Entschuldigung auf Facebook
«Aus Fehlern lernt man», schrieb der Rapper schliesslich auf seiner Facebook-Wall. «Ich möchte mich ausdrücklich und in aller Form bei allen Leuten, die sich durch meinen Post beleidigt fühlen, entschuldigen. Meine Einstellung zu Homosexuellen ist eher kritisch, nichts desto trotz ist meine Wortwahl im vorgestrigen Facebook-Beitrag unverzeihlich.» Er sei gegen jegliche Form von Diskriminierung und distanziere sich hiermit explizit von den radikalen Aussagen und Beleidigungen.

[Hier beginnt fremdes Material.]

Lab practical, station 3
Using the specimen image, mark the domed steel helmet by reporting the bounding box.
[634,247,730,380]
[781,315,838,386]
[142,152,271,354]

SP-Gemeinderat Alan Sangines ist mit der positiven Wendung der Diskussion zufrieden: «Ensy hat eingesehen, was für Auswirkungen so einen Post haben kann. Fehler einzugestehen braucht Grösse», so der 26-Jährige gegenüber tilllate.com. Dass die Thematik öffentlich diskutiert wird, finde er wichtig: «In der vermeintlich toleranten Schweiz ist Homophobie noch immer ein grosses Thema.»